Par exemple, les batailles pour la défense des retraites remontent spectaculairement à nov.déc. 1995, au printemps 2003, à l’année 2010, à 2013, à 2019 et atteignent un point culminant en janvier-mars 2023. Les batailles pour la défense du code du travail, se prolongent de 2004-2008 à 2O13-2O16, puis en 2017. Les batailles pour la défense des services publics sont quasi annuelles pour l’hôpital, pour l’école, pour les transports en commun, pour les libertés face aux répressions policières de plus en plus systématiques et violentes. Les batailles pour les salaires sont devenues cruciales avec une inflation alimentaire qui atteint 25 %.  Syndicats ont mené chaque combat, plus ou moins unis, mais sans quasiment rien gagner depuis le CPE de 2006. Ils ont juste limité les dégâts, et bloqué la retraite par point de 2019.

 

Parce qu’ils n’ont pas gagné, les syndicats ont même été débordés par le mouvement des gilets jaunes : ce fut une révélation, un indicateur. La spontanéité et la force impétueuse de celui-ci a bousculé tous les habitus, et, du coup, fait peur au pouvoir, qui a matraqué violemment mais cédé superficiellement. Cet épisode a révélé la profondeur et la violence du séisme qui couvait.

 

Au plan politique, les élections ont traduit ces résistances sociales pendant toute la décennie 2010, et donné une majorité sans précédent historique à la gauche : 2 villes sur 3, 20 régions sur 22, 61 départements sur 101, la majorité de l’Assemblée, du Sénat et la présidence de la république ont basculé à gauche. Mais ce fut la plus grande des trahisons historiques, celle de 2012 à 2017 du quinquennat maudit Hollande-Valls, et ce fut suivi d’une période de destruction et d’une lourde division des morceaux de la gauche survivante. Les libéraux ont même cru gagner un renouveau de pouvoir surprenant avec un aventurier surgi de nulle part, Macron. Les capitalistes se sont enhardis et croient qu’il n’est plus nécessaire de négocier, qu’il leur suffit désormais de mépriser et de réprimer. Ils ont cessé d’écouter le social à la différence de ce qu’un Chirac faisait auparavant (en 1968, en 1986, en 1995, en 2006)

 

Depuis janvier 2023, la lame de fond est pourtant repartie : au point qu’une unité syndicale sans précédent s’est réalisée avec une des principales centrales qui ne bougeait plus depuis 2003. Treize syndicats avancent de pair déterminés.

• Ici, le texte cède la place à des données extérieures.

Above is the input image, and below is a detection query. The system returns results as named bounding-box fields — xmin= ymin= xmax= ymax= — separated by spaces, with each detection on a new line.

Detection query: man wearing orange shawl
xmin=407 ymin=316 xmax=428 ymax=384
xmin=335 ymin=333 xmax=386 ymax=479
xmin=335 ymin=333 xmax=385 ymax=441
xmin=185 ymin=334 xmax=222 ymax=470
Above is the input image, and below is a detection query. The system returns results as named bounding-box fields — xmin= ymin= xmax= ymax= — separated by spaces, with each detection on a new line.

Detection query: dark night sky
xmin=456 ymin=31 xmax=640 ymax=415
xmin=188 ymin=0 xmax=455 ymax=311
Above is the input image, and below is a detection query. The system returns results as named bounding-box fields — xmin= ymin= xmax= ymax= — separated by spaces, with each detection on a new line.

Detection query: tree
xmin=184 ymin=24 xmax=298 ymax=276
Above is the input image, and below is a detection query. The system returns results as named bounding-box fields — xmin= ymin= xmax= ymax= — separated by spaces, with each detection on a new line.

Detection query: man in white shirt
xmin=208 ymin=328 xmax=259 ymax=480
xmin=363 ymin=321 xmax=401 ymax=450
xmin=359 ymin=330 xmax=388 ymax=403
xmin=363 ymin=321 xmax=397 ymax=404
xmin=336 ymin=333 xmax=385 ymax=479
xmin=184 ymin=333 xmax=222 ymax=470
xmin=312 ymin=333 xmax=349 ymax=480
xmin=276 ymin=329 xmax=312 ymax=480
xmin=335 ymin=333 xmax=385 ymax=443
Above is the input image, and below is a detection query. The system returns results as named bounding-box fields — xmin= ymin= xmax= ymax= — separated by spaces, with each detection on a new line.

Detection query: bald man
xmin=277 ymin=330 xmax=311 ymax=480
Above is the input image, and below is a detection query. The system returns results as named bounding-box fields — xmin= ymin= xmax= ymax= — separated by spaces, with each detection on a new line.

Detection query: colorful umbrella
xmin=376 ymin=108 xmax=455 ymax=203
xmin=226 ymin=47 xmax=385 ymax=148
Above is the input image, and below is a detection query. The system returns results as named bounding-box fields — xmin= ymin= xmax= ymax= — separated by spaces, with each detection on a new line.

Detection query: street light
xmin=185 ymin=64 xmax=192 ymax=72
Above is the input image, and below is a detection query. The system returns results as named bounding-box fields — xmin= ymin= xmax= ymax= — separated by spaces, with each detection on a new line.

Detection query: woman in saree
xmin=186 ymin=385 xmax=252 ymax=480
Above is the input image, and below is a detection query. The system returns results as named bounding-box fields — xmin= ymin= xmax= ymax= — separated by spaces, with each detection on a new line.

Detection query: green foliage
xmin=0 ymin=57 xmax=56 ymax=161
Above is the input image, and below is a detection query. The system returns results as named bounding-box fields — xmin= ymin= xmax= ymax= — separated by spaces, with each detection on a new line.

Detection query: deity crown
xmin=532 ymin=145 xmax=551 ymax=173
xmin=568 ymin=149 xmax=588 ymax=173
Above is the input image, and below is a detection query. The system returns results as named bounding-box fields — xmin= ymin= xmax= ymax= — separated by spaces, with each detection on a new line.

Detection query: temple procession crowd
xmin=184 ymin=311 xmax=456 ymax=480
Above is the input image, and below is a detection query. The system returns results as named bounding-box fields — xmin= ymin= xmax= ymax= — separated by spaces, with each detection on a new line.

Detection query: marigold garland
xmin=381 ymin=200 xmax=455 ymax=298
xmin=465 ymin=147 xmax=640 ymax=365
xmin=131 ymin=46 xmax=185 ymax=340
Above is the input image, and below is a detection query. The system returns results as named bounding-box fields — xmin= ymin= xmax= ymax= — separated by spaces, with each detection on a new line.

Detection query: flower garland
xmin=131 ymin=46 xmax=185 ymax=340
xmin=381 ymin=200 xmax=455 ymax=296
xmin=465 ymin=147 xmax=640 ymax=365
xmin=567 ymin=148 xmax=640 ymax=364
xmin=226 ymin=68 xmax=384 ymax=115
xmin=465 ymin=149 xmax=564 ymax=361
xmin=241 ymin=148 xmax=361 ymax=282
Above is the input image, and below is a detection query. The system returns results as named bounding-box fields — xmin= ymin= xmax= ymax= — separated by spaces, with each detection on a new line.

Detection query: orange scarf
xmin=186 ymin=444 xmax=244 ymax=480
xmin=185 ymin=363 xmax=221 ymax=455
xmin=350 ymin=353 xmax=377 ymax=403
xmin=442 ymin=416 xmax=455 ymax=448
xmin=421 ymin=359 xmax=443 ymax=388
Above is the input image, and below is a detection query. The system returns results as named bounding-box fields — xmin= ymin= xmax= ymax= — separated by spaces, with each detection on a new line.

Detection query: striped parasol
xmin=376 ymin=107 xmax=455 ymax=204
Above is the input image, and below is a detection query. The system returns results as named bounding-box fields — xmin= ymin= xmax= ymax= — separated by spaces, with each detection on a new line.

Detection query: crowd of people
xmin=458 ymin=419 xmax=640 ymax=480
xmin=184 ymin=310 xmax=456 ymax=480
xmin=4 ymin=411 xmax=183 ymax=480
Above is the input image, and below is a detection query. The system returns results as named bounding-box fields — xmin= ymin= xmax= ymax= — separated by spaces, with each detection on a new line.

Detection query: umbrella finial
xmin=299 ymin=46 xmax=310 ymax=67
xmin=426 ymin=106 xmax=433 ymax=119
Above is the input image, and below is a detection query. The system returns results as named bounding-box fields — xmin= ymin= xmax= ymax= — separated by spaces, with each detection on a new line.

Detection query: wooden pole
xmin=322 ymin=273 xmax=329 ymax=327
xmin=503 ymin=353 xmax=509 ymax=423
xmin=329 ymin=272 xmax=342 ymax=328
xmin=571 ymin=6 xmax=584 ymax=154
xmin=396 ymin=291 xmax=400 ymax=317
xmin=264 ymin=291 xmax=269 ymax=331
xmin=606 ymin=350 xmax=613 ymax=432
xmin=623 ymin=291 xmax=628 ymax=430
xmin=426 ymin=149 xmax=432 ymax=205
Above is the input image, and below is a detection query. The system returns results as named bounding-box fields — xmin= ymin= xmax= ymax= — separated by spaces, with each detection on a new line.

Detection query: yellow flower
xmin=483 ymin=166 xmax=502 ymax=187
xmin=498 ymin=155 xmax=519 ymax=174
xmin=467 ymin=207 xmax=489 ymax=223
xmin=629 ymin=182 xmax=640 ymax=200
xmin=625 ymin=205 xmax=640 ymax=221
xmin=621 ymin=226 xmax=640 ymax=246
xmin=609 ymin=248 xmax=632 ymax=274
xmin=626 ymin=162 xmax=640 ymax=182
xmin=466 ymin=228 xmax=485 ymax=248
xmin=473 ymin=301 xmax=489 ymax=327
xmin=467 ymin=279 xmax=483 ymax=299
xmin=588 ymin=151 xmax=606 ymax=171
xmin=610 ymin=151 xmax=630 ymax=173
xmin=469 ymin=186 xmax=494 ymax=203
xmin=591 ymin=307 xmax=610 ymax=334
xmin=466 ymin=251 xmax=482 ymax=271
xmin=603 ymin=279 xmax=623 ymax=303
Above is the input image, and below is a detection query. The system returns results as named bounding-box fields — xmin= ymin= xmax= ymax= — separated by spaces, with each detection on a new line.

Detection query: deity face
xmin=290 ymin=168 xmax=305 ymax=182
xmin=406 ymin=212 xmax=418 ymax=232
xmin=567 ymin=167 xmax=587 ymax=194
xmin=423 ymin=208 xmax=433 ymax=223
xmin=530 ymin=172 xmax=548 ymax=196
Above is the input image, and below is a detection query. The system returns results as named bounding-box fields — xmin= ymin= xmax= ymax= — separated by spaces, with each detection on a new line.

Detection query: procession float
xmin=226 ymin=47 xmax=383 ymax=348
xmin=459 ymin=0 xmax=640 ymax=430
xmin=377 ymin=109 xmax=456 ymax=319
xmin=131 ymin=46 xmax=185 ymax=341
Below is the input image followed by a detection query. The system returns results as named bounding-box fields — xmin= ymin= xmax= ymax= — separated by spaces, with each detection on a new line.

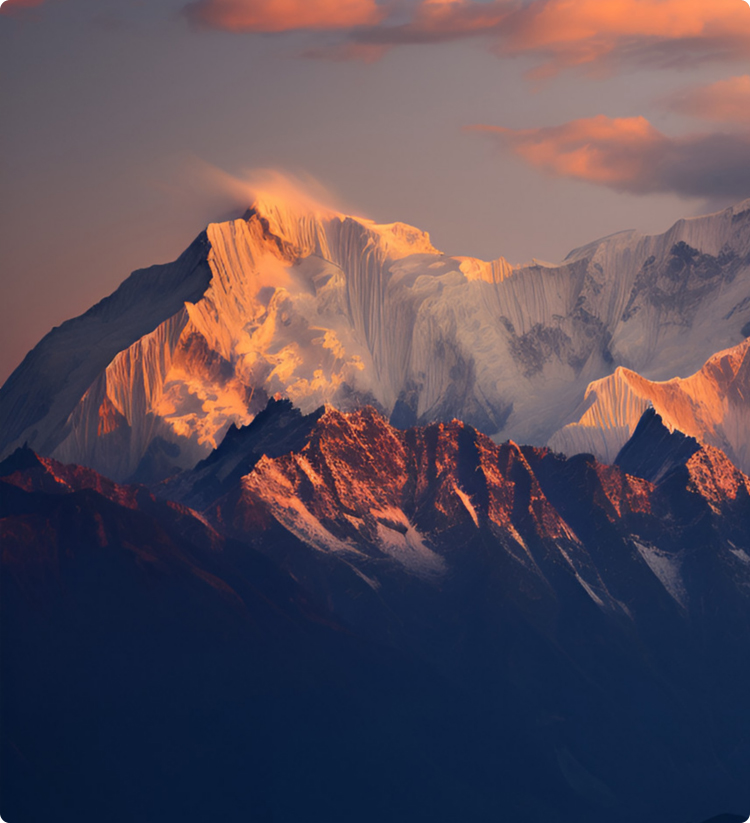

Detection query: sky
xmin=1 ymin=0 xmax=749 ymax=384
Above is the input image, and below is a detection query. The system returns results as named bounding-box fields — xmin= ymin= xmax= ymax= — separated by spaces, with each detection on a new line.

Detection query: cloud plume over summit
xmin=471 ymin=115 xmax=750 ymax=201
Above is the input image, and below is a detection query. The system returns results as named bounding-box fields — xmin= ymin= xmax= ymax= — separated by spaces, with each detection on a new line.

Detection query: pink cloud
xmin=345 ymin=0 xmax=515 ymax=49
xmin=407 ymin=0 xmax=512 ymax=38
xmin=500 ymin=0 xmax=750 ymax=76
xmin=302 ymin=0 xmax=750 ymax=73
xmin=302 ymin=42 xmax=389 ymax=62
xmin=470 ymin=115 xmax=750 ymax=199
xmin=665 ymin=75 xmax=750 ymax=124
xmin=184 ymin=0 xmax=386 ymax=33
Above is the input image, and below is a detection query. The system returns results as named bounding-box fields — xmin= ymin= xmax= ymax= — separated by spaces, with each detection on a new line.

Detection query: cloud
xmin=302 ymin=42 xmax=389 ymax=61
xmin=183 ymin=0 xmax=386 ymax=33
xmin=330 ymin=0 xmax=518 ymax=54
xmin=178 ymin=159 xmax=353 ymax=217
xmin=0 ymin=0 xmax=49 ymax=13
xmin=470 ymin=115 xmax=750 ymax=200
xmin=665 ymin=75 xmax=750 ymax=124
xmin=361 ymin=0 xmax=514 ymax=44
xmin=497 ymin=0 xmax=750 ymax=76
xmin=217 ymin=0 xmax=750 ymax=75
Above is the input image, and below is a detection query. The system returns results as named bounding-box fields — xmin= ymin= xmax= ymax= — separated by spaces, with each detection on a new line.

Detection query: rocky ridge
xmin=3 ymin=401 xmax=750 ymax=823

Au plan politique, malgré des bisbilles infantiles et superflues, les forces de gauche se sont unies dans la NUPES, et offrent une nouvelle perspective politique, celle qui manquait cruellement depuis dix ans.

On a donc eu des manifestations 2 millions le 19 janvier, 2,8 millions le 31, 2 millions le 7 février, 2,5 millions le 11, 3,5 millions le 7 mars, et environ 4 à 5 millions ont manifesté au moins une fois… C’est du jamais vu.

Tout est, en apparence, disponible pour une crise révolutionnaire. Pour ceux qui ont de l’expérience et qui analysent soigneusement, ils savent que tout est présentement possible.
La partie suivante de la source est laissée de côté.